Bon nombre de ces terres forestières perturbées peuvent se rétablir naturellement, mais il n'y a aucune garantie. Il est de plus en plus clair que la forêt boréale deviendra moins résiliente face au réchauffement climatique et aux perturbations qui en découlent.

Nous ne pourrons peut-être pas compter sur le rétablissement complet des forêts et de leur rôle comme nous l'avons fait par le passé. Nous devons tenir compte de ces changements d'origine humaine et liés au climat, en plus de l'exploitation forestière et de la déforestation, de manière honnête et transparente.

Dans les forêts boréales, 80 à 90 % du carbone est stocké sous terre, contrairement à la plupart des autres écosystèmes forestiers, où le carbone est stocké dans les arbres. La récupération du carbone dans les forêts boréales ne se fait pas rapidement et n'implique pas non plus la replantation d'arbres là où la déforestation et/ou la dégradation des terres se sont produites.

Elle nécessite plutôt le rétablissement assez lent des processus qui favorisent l'accumulation de tourbe et les grands réservoirs souterrains de carbone qui sont typiques des paysages boréaux. Ces moyens de restauration sont en plein développement, et quelques succès ont été obtenus.

Il est extrêmement important et urgent de protéger de manière ciblée les régions qui ont des dépôts de tourbe profonds. Parmi les endroits les plus riches en carbone au Canada se trouvent le bassin du fleuve Mackenzie et les basses terres de la baie d'Hudson, des régions également riches en ressources naturelles.

L'exploitation minière, la foresterie, l'hydroélectricité, le pétrole et le gaz sont au cœur de l'économie canadienne. L'engagement du gouvernement Trudeau à la COP26 ne mettra pas fin à ces activités et ne protégera pas les forêts anciennes du Canada.
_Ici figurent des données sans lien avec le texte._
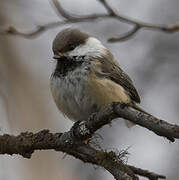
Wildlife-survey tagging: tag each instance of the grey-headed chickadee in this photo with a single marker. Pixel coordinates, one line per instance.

Cet engagement canadien exige seulement que la couverture forestière nette soit maintenue constante, et le reboisement des forêts exploitées est déjà une pratique répandue dans une grande partie du Canada. Cependant, il existe de nombreuses preuves de l'impact de ces activités d'extraction sur les avantages et les services fournis par les forêts du Canada. Par exemple, les routes et les lignes sismiques associées à l'exploitation forestière, au pétrole et au gaz intensifient la perte de carbone et fragmentent le paysage, entraînant le déclin d'espèces telles que le caribou boréal.

Il est impératif que le Canada poursuive le reboisement et accorde la priorité à la protection de ses forêts primaires intactes si cet engagement doit avoir un impact significatif. Il est à espérer que le gouvernement Trudeau profitera de cet engagement pour passer rapidement du secteur extractif à des activités économiques plus durables, et qu'il arrime ces mesures aux objectifs de conservation et de réconciliation.